Intellectual Generosity

A friend once asked me why I organize seminars, like the (anti-)Social (anti-)Bodies seminar, that invite others to participate whether or not they can make the time and take the initiative to read the referenced texts. I told this friend that the seminars that I organize aren’t “out-reading” groups but, rather, “reading-in” groups, and I wrote the four theses below in order to develop this distinction.


One.

A statement that has become typical of the intellectual: “Well, first you have to read … before you can say anything about ...” 

This statement, and so many others like it, are statements in and through which the intellectual makes themself exclusive, part of an in-group, a group of those “in-the-know”. This is the statement of the intellectual who, consciously or unconsciously, gets their rocks off by “out-reading” the other, kicking up dust as they leave the other behind.

I have little patience for such intellectuals. They are misers or, to hit the nail more squarely on the head, they are no more than academic intellectuals.

Two.

As a counterfoil to academic intellectuals, I want to make the case for magnanimous intellectuals who “read-in” others instead of “out-reading” others.

The magnanimous intellectual who believes that a text that has knowledge that another person needs will read that text into their conversations and correspondence with the other person. In other words, the magnanimous intellectual, the intellectual who is more than an academic, finds ways to impart knowledge to others in and through their conversations and correspondence with others.

If you know that a text provides knowledge that another person needs, you must have received that knowledge from the text yourself. Ay, and if you have already received that knowledge from the text yourself, you can provide that knowledge to the other person yourself.
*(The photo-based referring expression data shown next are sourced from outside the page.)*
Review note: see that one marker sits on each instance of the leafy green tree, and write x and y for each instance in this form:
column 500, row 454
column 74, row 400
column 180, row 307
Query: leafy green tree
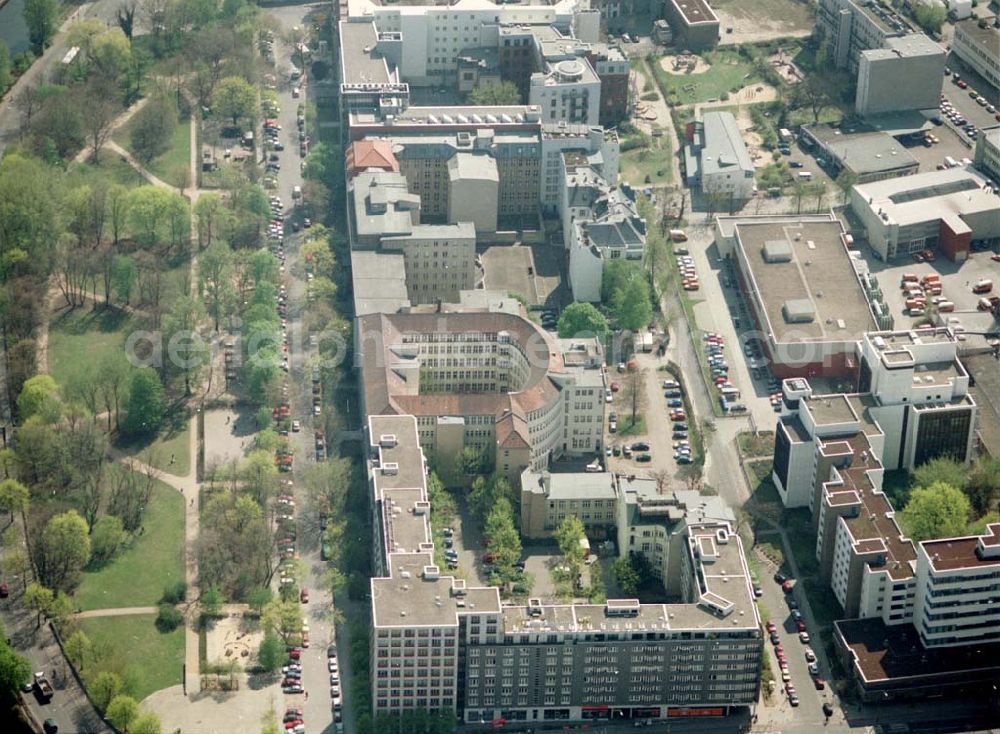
column 152, row 128
column 62, row 551
column 78, row 648
column 123, row 712
column 504, row 540
column 495, row 95
column 40, row 396
column 582, row 319
column 941, row 469
column 38, row 599
column 978, row 527
column 235, row 98
column 104, row 687
column 846, row 180
column 936, row 511
column 146, row 723
column 930, row 16
column 626, row 578
column 6, row 78
column 211, row 602
column 271, row 653
column 569, row 535
column 982, row 484
column 14, row 670
column 259, row 597
column 106, row 538
column 631, row 305
column 42, row 18
column 145, row 408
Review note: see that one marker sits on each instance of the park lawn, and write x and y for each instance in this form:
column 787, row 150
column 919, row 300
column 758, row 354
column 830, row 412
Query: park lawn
column 170, row 449
column 83, row 337
column 728, row 71
column 648, row 165
column 146, row 659
column 155, row 559
column 174, row 166
column 792, row 15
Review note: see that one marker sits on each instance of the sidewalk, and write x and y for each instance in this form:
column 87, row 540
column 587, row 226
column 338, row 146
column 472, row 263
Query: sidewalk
column 69, row 707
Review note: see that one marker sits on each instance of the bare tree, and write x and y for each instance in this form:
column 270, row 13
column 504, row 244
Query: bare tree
column 99, row 108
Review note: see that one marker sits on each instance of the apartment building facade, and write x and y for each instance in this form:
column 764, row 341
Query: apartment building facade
column 853, row 26
column 491, row 381
column 977, row 46
column 437, row 643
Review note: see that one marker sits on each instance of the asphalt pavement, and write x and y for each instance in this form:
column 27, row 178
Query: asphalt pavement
column 316, row 702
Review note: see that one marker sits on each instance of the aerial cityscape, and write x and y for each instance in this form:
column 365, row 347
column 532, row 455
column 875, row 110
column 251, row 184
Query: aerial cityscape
column 431, row 366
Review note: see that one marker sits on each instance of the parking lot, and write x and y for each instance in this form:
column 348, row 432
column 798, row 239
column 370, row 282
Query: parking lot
column 956, row 281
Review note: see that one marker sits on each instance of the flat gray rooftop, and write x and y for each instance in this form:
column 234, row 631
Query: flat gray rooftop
column 358, row 63
column 820, row 271
column 831, row 409
column 379, row 282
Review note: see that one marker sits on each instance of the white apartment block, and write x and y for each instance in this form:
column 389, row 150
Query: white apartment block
column 978, row 47
column 439, row 644
column 487, row 380
column 958, row 584
column 568, row 90
column 988, row 153
column 435, row 35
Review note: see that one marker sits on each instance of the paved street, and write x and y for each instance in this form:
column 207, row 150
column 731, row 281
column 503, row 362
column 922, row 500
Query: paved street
column 316, row 703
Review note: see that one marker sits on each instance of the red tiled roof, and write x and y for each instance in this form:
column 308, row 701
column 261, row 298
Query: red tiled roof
column 364, row 154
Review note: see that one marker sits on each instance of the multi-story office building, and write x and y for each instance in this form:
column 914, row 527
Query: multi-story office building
column 500, row 169
column 567, row 88
column 869, row 156
column 600, row 223
column 988, row 153
column 947, row 210
column 905, row 74
column 695, row 25
column 958, row 582
column 977, row 46
column 805, row 295
column 716, row 158
column 912, row 405
column 599, row 145
column 902, row 601
column 491, row 381
column 853, row 26
column 439, row 259
column 439, row 644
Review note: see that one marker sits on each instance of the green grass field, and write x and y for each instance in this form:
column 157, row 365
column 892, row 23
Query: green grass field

This, of course, puts the burden on you to backtrack and to explain, but that is what it means to be to be generous: it is generous to shoulder burdens for others. 

Three.

The magnanimous intellectual doesn’t out-read others but, rather, reads-ahead for others and then backtracks in order to read-in others, providing others with intelligence that will help them determine what they ought to read for themselves.

If the magnanimous intellectual who reads-ahead doesn’t feel confident that they can provide knowledge from a text to another person, then the magnanimous intellectual cannot be confident that a text provides any knowledge at all. In that case, all that the magnanimous intellectual can offer is to read the text alongside the other person.

Four.

Magnanimous intellectuals do not tell others to keep quiet on a topic until they have read the book on the topic. Instead, magnanimous intellectuals either (i) converse and correspond on the topic with others in order to provide them with the knowledge they have received from the book, (ii) offer to read the book alongside others, (iii) patiently listen to others, or (iv) withdraw from conversation and correspondence with others.

Options (iii) and (iv) are vital options for magnanimous intellectuals. They must turn to option (iii), listening patiently, when they have reason to believe that the other intends to abuse the knowledge that a text might provide and, subsequently, they must turn to option (iv), withdrawing from conversation and correspondence, when the other expresses an intent to abuse knowledge.